We imported the `train_test_split` function from sklearn and split our two arrays (vectors and labels) into four arrays (X_train, X_test, y_train, y_test). The `y` prefix indicates labels and the `X` prefix indicates vectorized data. We use the argument `test_size=0.2` to indicate that we want 20% of our data held back for testing.

We then print out each shape to show that 80% (8000) headlines are in the training set and that 20% (2000) headlines are in the test set. Because each dataset was vectorized at the same time, each still has 13169 dimensions or possible words.

9. Initialise the SVC classifier, train it, and generate predictions with the following code.

In [6]:
%%time

from sklearn.svm import LinearSVC

svm_classifier = LinearSVC()
svm_classifier.fit(X_train, y_train)

predictions = svm_classifier.predict(X_test)

CPU times: user 36.7 ms, sys: 7.66 ms, total: 44.4 ms
Wall time: 50.6 ms


We import the `LinearSVC` model from `sklearn`, and initialise an instance of it. Then we give it the training data and training labels (note that it does not have access to the test data at this stage). 

Finally we give it the testing data, but without the testing labels, and ask it to guess which of the headlines in the held-out test set are clickbait. We call these `predictions`.

To get some insight into what is happening, let's take a look at some of these predictions and compare them to the real labels.

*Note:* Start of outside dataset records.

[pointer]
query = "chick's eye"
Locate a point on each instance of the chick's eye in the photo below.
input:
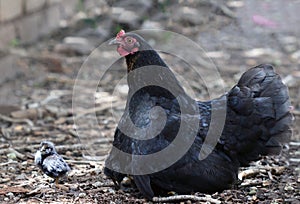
(129, 40)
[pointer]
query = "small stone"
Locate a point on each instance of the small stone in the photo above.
(10, 195)
(288, 188)
(97, 184)
(11, 156)
(252, 191)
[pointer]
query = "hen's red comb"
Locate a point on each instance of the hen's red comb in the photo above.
(120, 33)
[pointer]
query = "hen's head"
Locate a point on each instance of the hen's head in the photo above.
(129, 43)
(47, 148)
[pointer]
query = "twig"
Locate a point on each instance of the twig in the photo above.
(12, 120)
(18, 154)
(185, 197)
(8, 163)
(248, 173)
(295, 112)
(89, 111)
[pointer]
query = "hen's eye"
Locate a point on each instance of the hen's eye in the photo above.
(129, 40)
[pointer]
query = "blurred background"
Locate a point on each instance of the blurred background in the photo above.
(43, 44)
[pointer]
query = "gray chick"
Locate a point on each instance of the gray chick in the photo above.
(50, 162)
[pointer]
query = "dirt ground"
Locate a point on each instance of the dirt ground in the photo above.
(36, 105)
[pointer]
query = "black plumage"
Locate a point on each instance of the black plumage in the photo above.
(257, 123)
(50, 162)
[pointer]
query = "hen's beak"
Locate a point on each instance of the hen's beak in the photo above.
(114, 42)
(43, 148)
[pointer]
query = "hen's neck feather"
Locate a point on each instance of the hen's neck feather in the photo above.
(151, 58)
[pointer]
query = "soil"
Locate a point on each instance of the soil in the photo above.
(36, 105)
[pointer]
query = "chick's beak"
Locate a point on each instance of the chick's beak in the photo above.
(43, 148)
(114, 42)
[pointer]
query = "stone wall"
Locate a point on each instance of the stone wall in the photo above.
(27, 20)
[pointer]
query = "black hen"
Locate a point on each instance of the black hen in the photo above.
(257, 123)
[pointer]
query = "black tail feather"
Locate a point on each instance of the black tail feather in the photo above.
(263, 112)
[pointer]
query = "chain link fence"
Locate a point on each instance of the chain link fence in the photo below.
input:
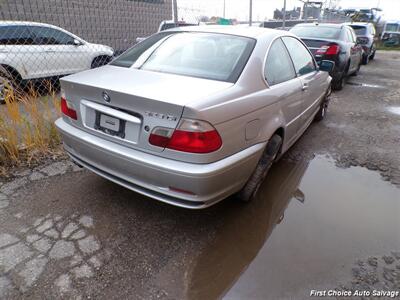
(48, 39)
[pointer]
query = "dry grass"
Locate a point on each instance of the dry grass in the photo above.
(27, 130)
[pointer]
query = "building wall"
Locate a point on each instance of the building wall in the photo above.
(116, 23)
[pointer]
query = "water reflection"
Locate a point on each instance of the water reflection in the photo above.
(245, 230)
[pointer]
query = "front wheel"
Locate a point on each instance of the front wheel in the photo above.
(252, 186)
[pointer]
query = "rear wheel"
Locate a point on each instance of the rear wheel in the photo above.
(355, 73)
(338, 84)
(365, 59)
(252, 186)
(373, 55)
(323, 108)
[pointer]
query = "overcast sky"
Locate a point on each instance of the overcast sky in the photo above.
(262, 9)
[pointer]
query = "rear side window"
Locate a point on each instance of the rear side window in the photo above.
(51, 36)
(278, 66)
(130, 56)
(301, 57)
(15, 35)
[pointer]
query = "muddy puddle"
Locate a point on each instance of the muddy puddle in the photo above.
(309, 225)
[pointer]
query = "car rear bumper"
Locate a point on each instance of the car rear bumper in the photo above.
(153, 176)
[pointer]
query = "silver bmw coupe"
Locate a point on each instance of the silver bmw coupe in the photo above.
(193, 115)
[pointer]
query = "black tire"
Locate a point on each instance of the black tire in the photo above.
(248, 192)
(100, 61)
(355, 73)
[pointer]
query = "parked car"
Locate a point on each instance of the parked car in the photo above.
(335, 42)
(366, 36)
(190, 116)
(31, 51)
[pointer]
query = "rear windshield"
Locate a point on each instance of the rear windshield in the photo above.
(392, 27)
(204, 55)
(323, 32)
(360, 30)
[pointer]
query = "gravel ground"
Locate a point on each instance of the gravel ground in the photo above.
(66, 233)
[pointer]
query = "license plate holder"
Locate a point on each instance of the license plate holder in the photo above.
(110, 125)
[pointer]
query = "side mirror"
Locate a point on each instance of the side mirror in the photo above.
(327, 66)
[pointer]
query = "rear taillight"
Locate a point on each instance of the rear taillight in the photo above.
(67, 109)
(190, 136)
(328, 50)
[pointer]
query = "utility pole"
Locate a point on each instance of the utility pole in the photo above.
(175, 11)
(284, 14)
(251, 13)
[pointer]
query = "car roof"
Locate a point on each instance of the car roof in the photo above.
(245, 31)
(334, 25)
(8, 23)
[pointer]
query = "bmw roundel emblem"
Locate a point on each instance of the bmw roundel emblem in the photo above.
(106, 97)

10. Output the first 10 headlines along with their predicted class and true class by running the following code.






In [10]:
print("prediction, label")
for i in range(10):
    print(y_test[i], predictions[i])

prediction, label
1 1
0 0
1 1
0 0
1 1
1 1
1 1
1 1
1 1
1 1


We can see that for the first 10 cases, our predictions were spot on. Let's see how we did over all the test cases.

11. Evaluate how well the model performed using the following code.

In [None]:
from sklearn.metrics import accuracy_score, classification_report

print("Accuracy: {}\n".format(accuracy_score(y_test, predictions)))
print(classification_report(y_test, predictions))


We achieve 97% accuracy, which means around 1940 of the 2000 test cases were correctly classified by our model. This is a good summary score, but for a fuller picture we then print out the full classification report. The model can be wrong in different ways: either classifying a clickbait headline as normal, or by classifying a normal healdine as clickbait. Because the precision and recall scores are similar, we can confirm that the model is not biased towards a specific kind of mistake.